Drori Paz, Mouhadeb Odelia, Moya Muñoz Gabriel G, Razvag Yair, Alcalay Ron, Klocke Philipp, Cordes Thorben, Zahavy Eran, Lerner Eitan
Department of Biological Chemistry, The Alexander Silberman Institute of Life Sciences, Faculty of Mathematics & Science, The Edmond J. Safra Campus, The Hebrew University of Jerusalem, Jerusalem 9190401, Israel.
Department of Biochemistry and Molecular Genetics, Israel Institute for Biological Research, Ness Ziona, Israel.
iScience. 2024 Sep 17;27(10):110982. doi: 10.1016/j.isci.2024.110982. eCollection 2024 Oct 18.

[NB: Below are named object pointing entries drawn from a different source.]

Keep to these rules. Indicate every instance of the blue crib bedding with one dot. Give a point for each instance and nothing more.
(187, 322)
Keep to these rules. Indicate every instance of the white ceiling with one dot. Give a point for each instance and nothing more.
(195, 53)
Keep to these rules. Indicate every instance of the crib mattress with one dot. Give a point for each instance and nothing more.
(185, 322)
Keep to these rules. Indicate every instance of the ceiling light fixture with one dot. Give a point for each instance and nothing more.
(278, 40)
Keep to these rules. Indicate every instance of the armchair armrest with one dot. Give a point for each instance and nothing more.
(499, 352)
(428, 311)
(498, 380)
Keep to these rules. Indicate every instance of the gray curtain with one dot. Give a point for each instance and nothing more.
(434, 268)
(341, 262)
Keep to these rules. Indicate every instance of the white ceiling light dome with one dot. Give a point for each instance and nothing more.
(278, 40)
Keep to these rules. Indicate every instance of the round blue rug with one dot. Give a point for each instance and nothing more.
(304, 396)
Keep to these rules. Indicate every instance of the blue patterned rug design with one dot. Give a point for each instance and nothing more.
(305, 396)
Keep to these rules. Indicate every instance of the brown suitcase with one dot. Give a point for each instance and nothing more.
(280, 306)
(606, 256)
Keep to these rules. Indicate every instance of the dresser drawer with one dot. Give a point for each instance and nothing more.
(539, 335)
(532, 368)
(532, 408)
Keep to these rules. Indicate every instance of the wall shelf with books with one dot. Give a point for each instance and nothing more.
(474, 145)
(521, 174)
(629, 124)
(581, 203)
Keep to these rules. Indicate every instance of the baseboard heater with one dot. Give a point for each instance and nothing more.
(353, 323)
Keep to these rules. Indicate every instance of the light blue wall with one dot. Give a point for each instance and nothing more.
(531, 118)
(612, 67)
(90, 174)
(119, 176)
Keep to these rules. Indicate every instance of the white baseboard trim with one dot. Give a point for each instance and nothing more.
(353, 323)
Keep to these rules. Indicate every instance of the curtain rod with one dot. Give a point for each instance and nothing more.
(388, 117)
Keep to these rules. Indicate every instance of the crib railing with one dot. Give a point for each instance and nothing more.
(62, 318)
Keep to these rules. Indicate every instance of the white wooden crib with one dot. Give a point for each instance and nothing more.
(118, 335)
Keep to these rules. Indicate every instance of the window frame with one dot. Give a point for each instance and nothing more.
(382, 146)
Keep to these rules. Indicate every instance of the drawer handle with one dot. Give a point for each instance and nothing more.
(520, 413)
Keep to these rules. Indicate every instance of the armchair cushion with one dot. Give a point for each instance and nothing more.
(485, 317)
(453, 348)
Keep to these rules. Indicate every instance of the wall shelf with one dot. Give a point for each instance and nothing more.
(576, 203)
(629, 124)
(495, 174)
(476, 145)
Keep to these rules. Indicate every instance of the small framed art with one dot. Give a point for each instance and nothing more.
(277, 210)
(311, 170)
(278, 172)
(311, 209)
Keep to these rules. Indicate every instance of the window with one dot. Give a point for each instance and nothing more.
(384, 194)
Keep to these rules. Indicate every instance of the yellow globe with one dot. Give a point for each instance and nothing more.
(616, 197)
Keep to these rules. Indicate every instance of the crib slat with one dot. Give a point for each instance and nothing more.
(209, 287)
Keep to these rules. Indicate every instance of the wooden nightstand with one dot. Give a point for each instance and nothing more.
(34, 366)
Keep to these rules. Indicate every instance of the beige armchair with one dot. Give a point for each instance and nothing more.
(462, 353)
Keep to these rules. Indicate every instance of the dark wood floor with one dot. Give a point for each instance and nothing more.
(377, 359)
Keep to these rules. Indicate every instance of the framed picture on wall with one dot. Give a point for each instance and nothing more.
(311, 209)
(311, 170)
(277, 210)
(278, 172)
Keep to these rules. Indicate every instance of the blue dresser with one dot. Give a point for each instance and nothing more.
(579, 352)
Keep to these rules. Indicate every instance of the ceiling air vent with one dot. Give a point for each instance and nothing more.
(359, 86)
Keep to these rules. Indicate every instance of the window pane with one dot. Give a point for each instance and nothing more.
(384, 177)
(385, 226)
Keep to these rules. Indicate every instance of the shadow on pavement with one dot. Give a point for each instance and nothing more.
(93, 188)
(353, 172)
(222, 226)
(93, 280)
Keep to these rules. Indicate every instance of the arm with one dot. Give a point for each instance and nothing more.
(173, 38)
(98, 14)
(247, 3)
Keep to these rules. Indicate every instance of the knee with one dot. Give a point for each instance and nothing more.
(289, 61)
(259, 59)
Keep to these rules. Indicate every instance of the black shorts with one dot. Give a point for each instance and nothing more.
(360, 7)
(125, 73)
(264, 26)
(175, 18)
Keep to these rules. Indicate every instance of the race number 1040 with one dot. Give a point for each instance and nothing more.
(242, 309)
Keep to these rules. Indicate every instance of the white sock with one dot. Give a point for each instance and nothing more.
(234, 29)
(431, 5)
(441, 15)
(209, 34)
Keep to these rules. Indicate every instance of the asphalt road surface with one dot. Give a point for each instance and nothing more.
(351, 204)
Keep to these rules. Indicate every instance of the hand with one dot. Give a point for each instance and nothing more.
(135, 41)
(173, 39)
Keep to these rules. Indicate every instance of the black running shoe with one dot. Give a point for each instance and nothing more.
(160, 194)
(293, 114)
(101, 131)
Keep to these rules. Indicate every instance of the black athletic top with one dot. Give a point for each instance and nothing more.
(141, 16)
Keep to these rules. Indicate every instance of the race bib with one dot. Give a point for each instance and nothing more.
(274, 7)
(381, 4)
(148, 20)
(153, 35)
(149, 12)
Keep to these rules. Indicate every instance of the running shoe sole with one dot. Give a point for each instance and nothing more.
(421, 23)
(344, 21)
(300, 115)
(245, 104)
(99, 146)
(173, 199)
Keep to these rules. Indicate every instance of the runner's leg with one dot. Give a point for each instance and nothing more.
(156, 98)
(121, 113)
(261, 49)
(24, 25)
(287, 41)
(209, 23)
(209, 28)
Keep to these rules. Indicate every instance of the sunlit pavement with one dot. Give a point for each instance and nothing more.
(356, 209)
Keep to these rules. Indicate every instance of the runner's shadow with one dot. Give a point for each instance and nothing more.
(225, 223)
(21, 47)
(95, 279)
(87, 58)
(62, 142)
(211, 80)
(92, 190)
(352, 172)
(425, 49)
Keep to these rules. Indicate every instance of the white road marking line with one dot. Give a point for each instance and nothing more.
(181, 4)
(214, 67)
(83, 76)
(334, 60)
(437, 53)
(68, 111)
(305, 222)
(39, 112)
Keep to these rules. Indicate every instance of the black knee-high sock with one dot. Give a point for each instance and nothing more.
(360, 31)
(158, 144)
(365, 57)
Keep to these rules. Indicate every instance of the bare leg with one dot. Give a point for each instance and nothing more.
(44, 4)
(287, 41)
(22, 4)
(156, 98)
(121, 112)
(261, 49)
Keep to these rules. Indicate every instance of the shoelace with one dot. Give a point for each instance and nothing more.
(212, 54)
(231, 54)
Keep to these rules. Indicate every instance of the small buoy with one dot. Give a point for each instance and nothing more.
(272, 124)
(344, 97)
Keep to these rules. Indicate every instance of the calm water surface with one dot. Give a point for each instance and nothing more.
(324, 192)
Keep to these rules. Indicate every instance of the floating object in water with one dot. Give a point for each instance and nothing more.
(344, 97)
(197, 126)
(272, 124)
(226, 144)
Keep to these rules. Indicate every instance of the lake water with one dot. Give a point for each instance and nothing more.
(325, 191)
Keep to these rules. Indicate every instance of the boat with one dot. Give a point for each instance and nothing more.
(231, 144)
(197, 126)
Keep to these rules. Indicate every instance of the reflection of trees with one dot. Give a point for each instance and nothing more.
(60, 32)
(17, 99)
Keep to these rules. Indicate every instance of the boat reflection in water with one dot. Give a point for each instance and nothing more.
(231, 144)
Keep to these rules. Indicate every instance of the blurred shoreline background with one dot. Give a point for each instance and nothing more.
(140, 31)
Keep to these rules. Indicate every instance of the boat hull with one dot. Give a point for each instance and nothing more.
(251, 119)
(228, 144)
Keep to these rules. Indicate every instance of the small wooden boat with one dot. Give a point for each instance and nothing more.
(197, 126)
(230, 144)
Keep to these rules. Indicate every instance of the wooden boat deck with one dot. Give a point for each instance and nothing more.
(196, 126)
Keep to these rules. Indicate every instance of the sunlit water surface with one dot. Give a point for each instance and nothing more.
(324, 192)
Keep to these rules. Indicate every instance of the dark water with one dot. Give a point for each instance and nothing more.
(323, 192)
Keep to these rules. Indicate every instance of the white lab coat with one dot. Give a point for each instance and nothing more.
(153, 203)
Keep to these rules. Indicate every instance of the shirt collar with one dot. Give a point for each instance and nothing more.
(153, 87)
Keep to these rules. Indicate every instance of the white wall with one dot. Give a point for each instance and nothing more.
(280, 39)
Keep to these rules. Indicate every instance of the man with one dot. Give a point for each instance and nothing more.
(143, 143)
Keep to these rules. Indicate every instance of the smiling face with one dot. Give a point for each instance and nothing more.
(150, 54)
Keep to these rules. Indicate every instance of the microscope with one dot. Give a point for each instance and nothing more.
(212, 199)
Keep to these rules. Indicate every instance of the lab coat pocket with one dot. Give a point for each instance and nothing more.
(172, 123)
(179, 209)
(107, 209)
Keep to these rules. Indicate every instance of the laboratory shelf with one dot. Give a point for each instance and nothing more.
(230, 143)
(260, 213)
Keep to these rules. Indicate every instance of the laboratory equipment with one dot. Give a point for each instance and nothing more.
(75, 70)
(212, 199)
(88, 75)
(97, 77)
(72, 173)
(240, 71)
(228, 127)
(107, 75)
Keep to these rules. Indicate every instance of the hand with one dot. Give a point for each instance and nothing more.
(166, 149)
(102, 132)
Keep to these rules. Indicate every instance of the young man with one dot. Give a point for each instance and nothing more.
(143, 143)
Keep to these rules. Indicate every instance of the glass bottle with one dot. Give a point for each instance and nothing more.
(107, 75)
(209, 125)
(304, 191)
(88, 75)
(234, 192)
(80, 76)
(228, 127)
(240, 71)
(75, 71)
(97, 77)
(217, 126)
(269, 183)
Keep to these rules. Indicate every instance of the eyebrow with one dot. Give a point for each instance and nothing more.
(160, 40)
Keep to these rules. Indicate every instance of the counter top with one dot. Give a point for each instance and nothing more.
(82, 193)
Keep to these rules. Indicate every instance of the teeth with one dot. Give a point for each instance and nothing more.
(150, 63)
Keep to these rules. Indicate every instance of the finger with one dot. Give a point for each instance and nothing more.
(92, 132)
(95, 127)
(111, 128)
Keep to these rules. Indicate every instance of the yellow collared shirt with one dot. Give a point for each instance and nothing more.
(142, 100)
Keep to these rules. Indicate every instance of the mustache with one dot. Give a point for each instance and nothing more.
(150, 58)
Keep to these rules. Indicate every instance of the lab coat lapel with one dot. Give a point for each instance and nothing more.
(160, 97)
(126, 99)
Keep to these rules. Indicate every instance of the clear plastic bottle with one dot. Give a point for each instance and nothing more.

Mainstream virus detection relies on the specific amplification of nucleic acids via polymerase chain reaction, a process that is slow and requires extensive laboratory expertise and equipment. Other modalities, such as antigen-based tests, allow much faster virus detection but have reduced sensitivity. In this study, we introduce an approach for rapid and specific detection of single nanoparticles using a confocal-based flow virometer. The combination of laminar flow in a microfluidic channel and correlated fluorescence signals emerging from both free dyes and fluorescently labeled primary antibodies provide insights into nanoparticle volumes and specificities. We evaluate and validate the assay using fluorescent beads and viruses, including SARS-CoV-2 with fluorescently labeled primary antibodies. Additionally, we demonstrate how hydrodynamic focusing enhances the assay sensitivity for detecting viruses at relevant loads. Based on our results, we envision the future use of this technology for clinically relevant bio-nanoparticles, supported by the implementation of the assay in a portable and user-friendly setup.
主流病毒检测依赖于通过聚合酶链反应对核酸进行特异性扩增,这一过程缓慢,且需要广泛的实验室专业知识和设备。其他检测方式,如基于抗原的检测,能实现更快的病毒检测,但灵敏度较低。在本研究中,我们介绍了一种使用基于共聚焦的流动病毒仪快速、特异性检测单个纳米颗粒的方法。微流控通道中的层流与游离染料和荧光标记的一抗产生的相关荧光信号相结合,可深入了解纳米颗粒的体积和特异性。我们使用荧光微球和病毒(包括用荧光标记一抗标记的严重急性呼吸综合征冠状病毒2)对该检测方法进行评估和验证。此外,我们还展示了流体动力聚焦如何提高在相关载量下检测病毒的检测灵敏度。基于我们的研究结果,我们设想在便携式且用户友好的装置中实施该检测方法,以支持该技术未来用于临床相关生物纳米颗粒。